General Motors will invest roughly $1.5 billion to expand its operations in North America in 2013, according to the automaker’s President of North America Mark Reuss. His comments were delivered at the Automotive News World Congress in Detroit last week.
Even though Reuss didn’t provide specific details, such as where the money will be spent and how many jobs will be created, GM forecasts the industry to sell 15 million to 15.5 million new vehicles in the United States in 2013. The increase in sales will require an increase in production capacity to keep up with demand.
Since exiting bankruptcy in 2009, General Motors has created nearly 18,000 hourly jobs. Last Tuesday, UAW President Bob King told the Detroit Free Press that he expects GM to add jobs in the United States “very shortly”. He also said that the figure will eventually top 20,000.
Most recently, The General has expressed interest in opening negotiations early with members of the CAMI plant in Ingersoll, Ontario to determine the financial feasibility of proudcing the next-generation Chevy Equinox and GMC Terrain crossovers. The plant produces the current generations of each vehicle.

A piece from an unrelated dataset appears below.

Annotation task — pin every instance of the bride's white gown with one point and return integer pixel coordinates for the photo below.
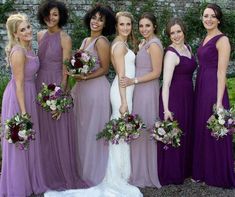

GM also has announced plans to move production of the next-generation Chevrolet Camaro from its plant in Oshawa, Ontario to Lansing Grand River assembly. The next-generation Camaro will utilize GM’s Alpha architecture that underpins the Cadillac ATS and next-generation CTS. As such, the move is part of the automaker’s global platform consolidation strategy, which seeks to cut the amount of platforms and engines in half by 2018, thereby decreasing complexity and increasing the company’s profitably.